Causal Inference in Machine Learning

Explainer

Causal inference is the science of learning cause-effect relationships from data. In machine learning, this emerges as a critical challenge: when you train a model on observational data, are you learning correlation or causation? This distinction is crucial for applications like medical treatment (does this drug help patients?), policy evaluation (does this intervention improve outcomes?), and counterfactual reasoning (what would happen if we changed a decision?).

The Causal Graph Framework: Pearl's causal framework represents causal assumptions as directed acyclic graphs (DAGs). Nodes are variables; directed edges represent causal influences. For example, a treatment T causes outcome Y, and a confounder C causes both T and Y. The graph encodes the causal structure and enables formal reasoning about which variables must be controlled to isolate causal effects.

Do-Calculus: Pearl's do-calculus provides rules for computing interventional distributions P(Y|do(X)) — the probability of Y if we intervene to set X — from observational distributions P(Y|X). The do-operator is key: P(Y|do(X)=x) differs from P(Y|X=x) when confounders exist. Do-calculus formalizes three rules:

1. Ignore observations: P(Y|do(X), Z, W) = P(Y|do(X), W) if Z is not a descendant of X.

2. Ignore interventions: P(Y|do(X), do(Z), W) = P(Y|do(X), W) if there is no causal path from Z to Y given X.

3. Ignore interventions and observations: Complex rule for ignoring variables when confounding is broken.

These rules allow converting do-expressions to observation-based quantities, enabling estimation from observational data.

Confounding and Bias: A confounder is a variable that influences both treatment and outcome.

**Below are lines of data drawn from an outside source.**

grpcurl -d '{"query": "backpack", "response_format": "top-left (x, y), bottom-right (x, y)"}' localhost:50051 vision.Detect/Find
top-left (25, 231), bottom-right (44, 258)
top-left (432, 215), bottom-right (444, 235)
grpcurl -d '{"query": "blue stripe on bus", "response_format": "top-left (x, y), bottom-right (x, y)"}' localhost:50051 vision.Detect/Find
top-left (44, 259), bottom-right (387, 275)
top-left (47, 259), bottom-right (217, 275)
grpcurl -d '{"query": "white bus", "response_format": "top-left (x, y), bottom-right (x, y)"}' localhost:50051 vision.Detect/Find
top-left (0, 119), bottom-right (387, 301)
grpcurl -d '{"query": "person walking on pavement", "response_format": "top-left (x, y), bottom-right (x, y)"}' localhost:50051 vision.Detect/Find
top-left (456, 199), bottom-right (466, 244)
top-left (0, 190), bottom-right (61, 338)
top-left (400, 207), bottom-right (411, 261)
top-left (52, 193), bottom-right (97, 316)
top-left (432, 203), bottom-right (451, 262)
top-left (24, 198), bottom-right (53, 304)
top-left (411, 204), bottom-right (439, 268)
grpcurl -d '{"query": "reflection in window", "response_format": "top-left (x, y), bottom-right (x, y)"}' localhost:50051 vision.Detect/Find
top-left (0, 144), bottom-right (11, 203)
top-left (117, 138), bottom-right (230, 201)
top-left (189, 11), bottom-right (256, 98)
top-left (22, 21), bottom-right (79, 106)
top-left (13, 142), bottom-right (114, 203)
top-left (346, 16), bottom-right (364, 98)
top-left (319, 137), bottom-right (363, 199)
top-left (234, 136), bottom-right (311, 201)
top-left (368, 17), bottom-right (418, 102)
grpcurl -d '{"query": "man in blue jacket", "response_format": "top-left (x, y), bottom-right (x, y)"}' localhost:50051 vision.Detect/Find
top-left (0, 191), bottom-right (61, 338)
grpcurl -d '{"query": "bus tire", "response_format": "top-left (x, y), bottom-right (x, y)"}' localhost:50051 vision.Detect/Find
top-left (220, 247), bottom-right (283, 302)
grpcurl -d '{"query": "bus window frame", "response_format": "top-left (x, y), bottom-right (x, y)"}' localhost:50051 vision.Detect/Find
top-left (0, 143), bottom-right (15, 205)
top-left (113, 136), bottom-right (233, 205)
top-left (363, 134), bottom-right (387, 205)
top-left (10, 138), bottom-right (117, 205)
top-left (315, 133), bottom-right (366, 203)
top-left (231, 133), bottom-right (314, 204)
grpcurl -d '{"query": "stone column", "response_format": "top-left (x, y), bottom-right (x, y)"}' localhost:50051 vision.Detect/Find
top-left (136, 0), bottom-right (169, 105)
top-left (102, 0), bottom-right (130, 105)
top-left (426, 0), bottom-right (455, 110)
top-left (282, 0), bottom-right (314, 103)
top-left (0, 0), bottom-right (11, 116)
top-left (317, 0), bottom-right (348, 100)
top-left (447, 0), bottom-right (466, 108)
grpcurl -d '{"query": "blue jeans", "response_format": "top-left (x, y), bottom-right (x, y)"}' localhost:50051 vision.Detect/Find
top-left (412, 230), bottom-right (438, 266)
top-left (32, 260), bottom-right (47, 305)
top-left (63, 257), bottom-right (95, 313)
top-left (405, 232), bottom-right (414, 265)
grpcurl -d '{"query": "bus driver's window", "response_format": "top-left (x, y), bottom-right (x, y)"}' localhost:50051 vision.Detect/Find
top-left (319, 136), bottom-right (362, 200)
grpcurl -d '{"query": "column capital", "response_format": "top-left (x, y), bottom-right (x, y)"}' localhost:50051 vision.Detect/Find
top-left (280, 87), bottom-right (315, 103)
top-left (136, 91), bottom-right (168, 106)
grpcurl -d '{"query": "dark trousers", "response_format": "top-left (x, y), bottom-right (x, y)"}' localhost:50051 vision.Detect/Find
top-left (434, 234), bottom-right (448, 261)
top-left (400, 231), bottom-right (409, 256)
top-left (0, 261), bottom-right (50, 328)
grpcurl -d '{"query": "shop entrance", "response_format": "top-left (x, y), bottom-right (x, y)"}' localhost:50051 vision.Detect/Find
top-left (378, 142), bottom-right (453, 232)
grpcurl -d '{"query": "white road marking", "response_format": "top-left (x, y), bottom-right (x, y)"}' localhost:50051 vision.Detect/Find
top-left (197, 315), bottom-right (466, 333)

Confounders induce spurious correlation: if C causes both T and Y, then T and Y are correlated even without a causal effect of T on Y. Causal methods address confounding through:

• Conditioning: Stratify by confounder value, isolating the causal effect within strata.
• Matching: Create matched pairs of treated/untreated units with similar confounder values.
• Regression: Include confounders as covariates (works for linear models and some non-linear settings).
• Inverse Probability Weighting: Reweight observations by inverse propensity score, creating a pseudo-population where treatment is independent of confounders.
• Doubly Robust Methods: Combine regression and weighting for robustness.

Identifiability: A causal effect is identifiable if it can be computed from the observational distribution and the causal graph. The backdoor criterion (Pearl) provides a sufficient condition: the causal effect of T on Y is identifiable if there exists a set of confounders C such that (1) C blocks all non-causal paths from T to Y (backdoor paths), and (2) no element of C is a descendant of T. If the backdoor criterion is satisfied, the causal effect is identifiable by conditioning on C.

Unobserved Confounding: If unmeasured confounders exist, the causal effect is not identifiable from observational data alone, even with a known causal graph. Alternative strategies:

• Instrumental Variables: Variables that affect treatment but only through treatment's effect on outcome, enabling causal effect estimation without measuring confounders.
• Regression Discontinuity: When treatment assignment has a threshold, the discontinuity at the threshold identifies causal effects near the threshold.
• Synthetic Controls: Construct control units from pre-intervention outcomes to estimate counterfactual outcomes.
• Sensitivity Analysis: Explore how conclusions change under different levels of unmeasured confounding.

Machine Learning Integration: Modern causal ML combines machine learning with causal inference:

• Heterogeneous Treatment Effects: Use ML to learn how treatment effects vary across subgroups (e.g., which patients benefit from a drug?).
• Causal Discovery: Use algorithms to learn causal structure from data (challenging; requires strong assumptions and often fails without sufficient data or domain knowledge).
• Double ML: Combine machine learning for nuisance parameter estimation (e.g., propensity scores) with causal inference for treatment effects.
• Causal Forests: Ensemble methods that estimate heterogeneous causal effects by splitting data on causal effect heterogeneity.

Practical Challenges:

• Causal assumptions (the causal graph) are usually not known and must be justified based on domain knowledge.
• Unmeasured confounders are always possible in observational studies.
• Estimating causal effects requires careful balance of bias and variance; naive estimators can be biased or inefficient.
• Causal effects in complex domains (social systems, economics) are often heterogeneous and context-dependent.

Applications:

• Medicine: Estimating treatment effects from observational patient data.
• Economics: Evaluating policy interventions (minimum wage, education programs).
• Recommendation Systems: Understanding causal effects of recommendations on user outcomes (vs. just correlation).
• Marketing: Measuring incremental impact of campaigns while controlling for confounding.

Causal inference is an increasingly critical capability as ML systems move from prediction (does X predict Y?) to decision-making (if we do X, what happens to Y?). Practitioners must understand both the power and limitations of causal methods.